VectorGate
Per-dimension exponential gating for residual connections—drop-in for any Transformer (or MLP) layer.
Features • Vector-valued curvature c ∈ ℝᵈ for per-feature gating sharpness • Learnable parameters for gating function and curvature • Tiny parameter footprint (just O(d² + d) per gate) • Interpretable outputs α(x) = exp(s(x)), β(x) = exp(-s(x)), s(x) = c ⊙ tanh(g(x)) • Plug-and-play with 🤗 Transformers, ViT, or your own residual blocks
Installation
pip install vectorgate
git clone https://github.com/yourorg/vectorgate.git cd vectorgate pip install -e .
Quickstart
import torch from vectorgate import VectorGate, gated_residual
gate = VectorGate(dim=D) alpha, beta, s = gate(x) y = gated_residual(x, f_x, alpha, beta)
BERT Example
from transformers import BertForSequenceClassification from vectorgate import GatedBertOutput
model = BertForSequenceClassification.from_pretrained("bert-base-uncased")
gated = GatedBertOutput(model.config) model.bert.encoder.layer[0].output = gated
See examples/bert_example.py for a full script.
Background & Related Work
The core idea of using an exponential gating mechanism traces back to the XLSTM (eXtra Long Short-Term Memory) architecture, which implemented symmetric exponential gates to control information flow in recurrent networks. We build upon this by: 1. Vector-valued curvature: instead of a shared scalar range bound, we introduce a learnable per-dimension c ∈ ℝᵈ to allow each feature channel its own gating sharpness. 2. Transformer integration: we drop the gate into residual connections of self-attention and feed-forward blocks, enabling fine-grained control with minimal code changes. 3. Parameter efficiency: only O(d² + d) new parameters per gated layer, compared to large adapter modules or low-rank updates.

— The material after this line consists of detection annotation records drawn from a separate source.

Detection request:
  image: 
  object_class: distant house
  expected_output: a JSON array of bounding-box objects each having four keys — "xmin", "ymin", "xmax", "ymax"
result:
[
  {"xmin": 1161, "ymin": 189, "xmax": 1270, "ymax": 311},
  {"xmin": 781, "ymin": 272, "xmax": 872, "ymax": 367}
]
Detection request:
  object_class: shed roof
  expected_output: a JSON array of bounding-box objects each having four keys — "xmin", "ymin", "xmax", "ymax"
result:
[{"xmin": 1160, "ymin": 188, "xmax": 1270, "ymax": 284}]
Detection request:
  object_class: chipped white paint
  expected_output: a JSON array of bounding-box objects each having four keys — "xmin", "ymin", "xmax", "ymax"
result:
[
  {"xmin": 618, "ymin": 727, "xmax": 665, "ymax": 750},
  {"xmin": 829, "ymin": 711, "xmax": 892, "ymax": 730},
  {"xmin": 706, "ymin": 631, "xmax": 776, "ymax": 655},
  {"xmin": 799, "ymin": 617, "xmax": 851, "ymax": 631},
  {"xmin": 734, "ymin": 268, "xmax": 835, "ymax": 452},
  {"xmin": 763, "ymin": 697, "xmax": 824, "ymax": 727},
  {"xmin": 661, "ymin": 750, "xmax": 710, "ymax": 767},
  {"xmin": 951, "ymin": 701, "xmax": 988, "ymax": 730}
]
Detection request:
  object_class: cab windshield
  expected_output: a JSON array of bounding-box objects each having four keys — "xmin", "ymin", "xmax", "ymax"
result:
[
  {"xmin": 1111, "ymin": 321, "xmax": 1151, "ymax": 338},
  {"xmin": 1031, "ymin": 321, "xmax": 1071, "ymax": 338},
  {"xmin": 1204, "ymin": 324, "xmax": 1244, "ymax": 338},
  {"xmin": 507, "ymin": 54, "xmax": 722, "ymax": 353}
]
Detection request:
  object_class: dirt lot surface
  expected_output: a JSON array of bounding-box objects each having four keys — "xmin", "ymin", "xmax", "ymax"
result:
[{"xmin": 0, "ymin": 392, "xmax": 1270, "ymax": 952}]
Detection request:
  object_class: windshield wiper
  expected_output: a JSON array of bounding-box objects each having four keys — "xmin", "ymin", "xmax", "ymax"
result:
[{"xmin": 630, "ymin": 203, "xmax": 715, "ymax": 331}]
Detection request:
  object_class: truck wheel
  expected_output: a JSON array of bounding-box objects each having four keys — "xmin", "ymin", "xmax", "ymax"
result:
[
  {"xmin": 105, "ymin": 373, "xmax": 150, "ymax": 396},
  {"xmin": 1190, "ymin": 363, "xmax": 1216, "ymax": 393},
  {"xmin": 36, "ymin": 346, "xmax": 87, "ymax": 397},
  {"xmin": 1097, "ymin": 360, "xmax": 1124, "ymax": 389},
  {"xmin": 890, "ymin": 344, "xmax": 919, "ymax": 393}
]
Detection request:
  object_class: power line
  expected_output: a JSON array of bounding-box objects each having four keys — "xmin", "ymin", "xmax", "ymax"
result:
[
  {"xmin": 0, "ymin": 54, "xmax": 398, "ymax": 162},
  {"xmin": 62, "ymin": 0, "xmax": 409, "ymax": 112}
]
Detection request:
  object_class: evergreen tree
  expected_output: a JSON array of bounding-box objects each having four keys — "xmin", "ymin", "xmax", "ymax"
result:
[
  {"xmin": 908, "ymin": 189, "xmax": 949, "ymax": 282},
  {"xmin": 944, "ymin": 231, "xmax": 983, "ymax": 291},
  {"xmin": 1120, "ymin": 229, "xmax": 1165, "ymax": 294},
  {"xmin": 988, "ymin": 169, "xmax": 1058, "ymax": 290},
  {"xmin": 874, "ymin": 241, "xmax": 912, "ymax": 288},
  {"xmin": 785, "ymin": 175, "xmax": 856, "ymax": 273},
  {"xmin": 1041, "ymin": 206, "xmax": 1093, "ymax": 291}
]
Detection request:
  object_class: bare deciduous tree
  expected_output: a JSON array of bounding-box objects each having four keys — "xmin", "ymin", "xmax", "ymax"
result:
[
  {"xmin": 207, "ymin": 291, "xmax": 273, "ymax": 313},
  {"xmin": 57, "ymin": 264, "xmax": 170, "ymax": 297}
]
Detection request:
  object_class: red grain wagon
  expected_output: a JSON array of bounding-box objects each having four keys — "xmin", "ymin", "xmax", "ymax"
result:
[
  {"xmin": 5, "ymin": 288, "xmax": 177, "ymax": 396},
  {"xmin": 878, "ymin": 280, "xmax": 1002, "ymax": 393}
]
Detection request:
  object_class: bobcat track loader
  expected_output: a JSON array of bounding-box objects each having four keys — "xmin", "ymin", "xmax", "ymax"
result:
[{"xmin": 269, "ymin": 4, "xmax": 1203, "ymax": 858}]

Other influential works include: • Highway Networks (Srivastava et al., 2015): introduced trainable gates in feed-forward nets, but used sigmoidal gates and shared range bounds. • Gated Linear Units (GLU) (Dauphin et al., 2017): apply a sigmoid-based gate to half of the features in convolutional/MLP blocks. • Mixture-of-Experts routing: dynamic gating across expert sub-networks, though often at a much larger scale and complexity. • LoRA & Adapters: parameter-efficient tuning approaches that adapt weights or add bottleneck layers, but without interpretable gating dynamics.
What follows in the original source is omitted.